Addio Rosetta. La sua storia si intreccia alla vita di Velate

E ora la sua partenza terrena si unisce al nuovo progetto che la figlia Augusta porta avanti in Nepal

Se n’è andata sorridendo, la Rosetta, pochi mesi ai cento anni, la cittadina velatese più anziana. Ce lo racconta Augusta Piccoli, la figlia di Rosetta, rimasta sola a Velate perché i due figli grandi ormai sono sistemati a Milano e a Comerio. «Sento una grande mancanza, ma in un certo senso lei mi ha guidato verso una scelta che ora riempie la mia vita».

Il vaggio

Augusta parla del viaggio fatto «quasi per caso» lo scorso aprile, un mese in Nepal. Mamma Rosetta le aveva dato il benestare: non c’era da preoccuparsi perché nonostante l’età, la salute era buona. L’esperienza di Augusta in Nepal è molto toccante: un viaggio non convenzionale, in visita ad alcuni monasteri vicino a Katmandu.
Si ferma a Boda, dove c’è un convento che raccoglie bambini abbandonati. «Sono bimbi molto piccoli, raccolti dai monaci per strada, per toglierli ad un destino di povertà

assoluta, forse anche di rapimenti. Non sanno da dove arrivano, e neppure come si chiamano. Ti guardano con i loro occhi impauriti e non parlano. Non ho potuto fare a meno di pensare ai miei nipotini».
Molto intenso anche l’incontro con il lama che si occupa dei piccoli, che non chiede nulla per sé, ma è come se indicasse ad Augusta la via: davanti ad una scodella di riso e lenticchie condivisa in semplicità, nasce la consapevolezza: «Dobbiamo fare qualcosa per aiutare».

Augusta sa bene cosa significa una vita di dolore e solitudine: la sua è stata segnata da gravi perdite, che si sono concentrate in alcuni durissimi periodi della sua vita. Le appare chiara la motivazione del viaggio stesso: è stato uno strumento per trovare la forza di affrontare la partenza della mamma che, vista l’età di 99 anni, non appare lontana. «Scherzava sempre Rosetta, diceva che tre numeri per segnare la sua età erano troppi. Era minuta di costituzione, ma aveva un carattere forte; era un generale, voleva decidere tutto lei. Fino all’anno scorso seguiva gli avvenimenti leggendo i giornali», racconta Augusta, «e ci diceva che per sistemare tutte le cose che non vanno a questo mondo, ci voleva Mussolini, e ci ammoniva: voi ne vedrete delle belle.
Dopo l’operazione di cataratta leggeva sempre meno, e si sentiva un pochino inutile, non poteva più fare le scale, ma ricordo ancora com’era felice in quell’ultima passeggiata in carrozzina sotto casa lungo la via Montanara».
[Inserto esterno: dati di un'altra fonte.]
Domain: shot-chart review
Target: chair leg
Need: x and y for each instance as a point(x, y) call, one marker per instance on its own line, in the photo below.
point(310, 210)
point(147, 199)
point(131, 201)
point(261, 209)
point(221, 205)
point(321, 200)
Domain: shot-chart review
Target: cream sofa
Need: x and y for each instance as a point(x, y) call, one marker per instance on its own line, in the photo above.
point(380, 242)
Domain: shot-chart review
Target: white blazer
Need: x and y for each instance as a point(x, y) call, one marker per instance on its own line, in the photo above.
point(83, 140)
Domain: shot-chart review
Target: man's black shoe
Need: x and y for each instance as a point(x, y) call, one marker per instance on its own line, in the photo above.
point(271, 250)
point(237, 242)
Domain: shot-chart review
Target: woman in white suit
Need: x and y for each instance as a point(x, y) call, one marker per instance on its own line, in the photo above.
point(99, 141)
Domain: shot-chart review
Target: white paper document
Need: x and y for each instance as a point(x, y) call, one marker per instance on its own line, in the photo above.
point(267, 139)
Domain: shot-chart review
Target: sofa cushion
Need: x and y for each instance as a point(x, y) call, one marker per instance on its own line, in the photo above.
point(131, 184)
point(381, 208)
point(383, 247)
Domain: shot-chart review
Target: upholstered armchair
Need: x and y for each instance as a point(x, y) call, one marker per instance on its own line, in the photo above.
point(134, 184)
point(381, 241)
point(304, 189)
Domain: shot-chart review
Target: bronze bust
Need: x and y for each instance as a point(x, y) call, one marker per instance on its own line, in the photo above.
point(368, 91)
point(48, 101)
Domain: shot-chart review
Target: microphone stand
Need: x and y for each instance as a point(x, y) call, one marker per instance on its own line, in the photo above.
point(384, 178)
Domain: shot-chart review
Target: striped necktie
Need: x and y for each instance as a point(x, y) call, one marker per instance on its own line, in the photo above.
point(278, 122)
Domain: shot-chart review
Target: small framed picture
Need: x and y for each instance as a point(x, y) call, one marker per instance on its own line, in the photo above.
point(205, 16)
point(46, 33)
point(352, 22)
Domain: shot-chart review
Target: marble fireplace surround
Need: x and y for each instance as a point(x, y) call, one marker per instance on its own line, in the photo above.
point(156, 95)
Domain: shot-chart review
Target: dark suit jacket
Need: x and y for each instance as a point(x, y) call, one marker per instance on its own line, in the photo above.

Al rientro dal Nepal, parte un piccolo tam tam e Rosetta coinvolge alcuni amici, che iniziano a donare delle piccole somme. Il funerale della mamma è l’occasione per chiedere non fiori, ma un’opera di bene: dare una mano a quei bambini abbandonati. Arrivano subito tante risposte di solidarietà: «Sento che mia mamma ci mette qualcosa di suo», dice Augusta. E così, si intrecciano la partenza terrena di Rosetta con il nuovo progetto di Augusta in Nepal, dove si recherà agli inizi del prossimo anno per portare personalmente i contributi che saranno stati raccolti (chi volesse contribuire può rivolgersi a don Adriano in parrocchia).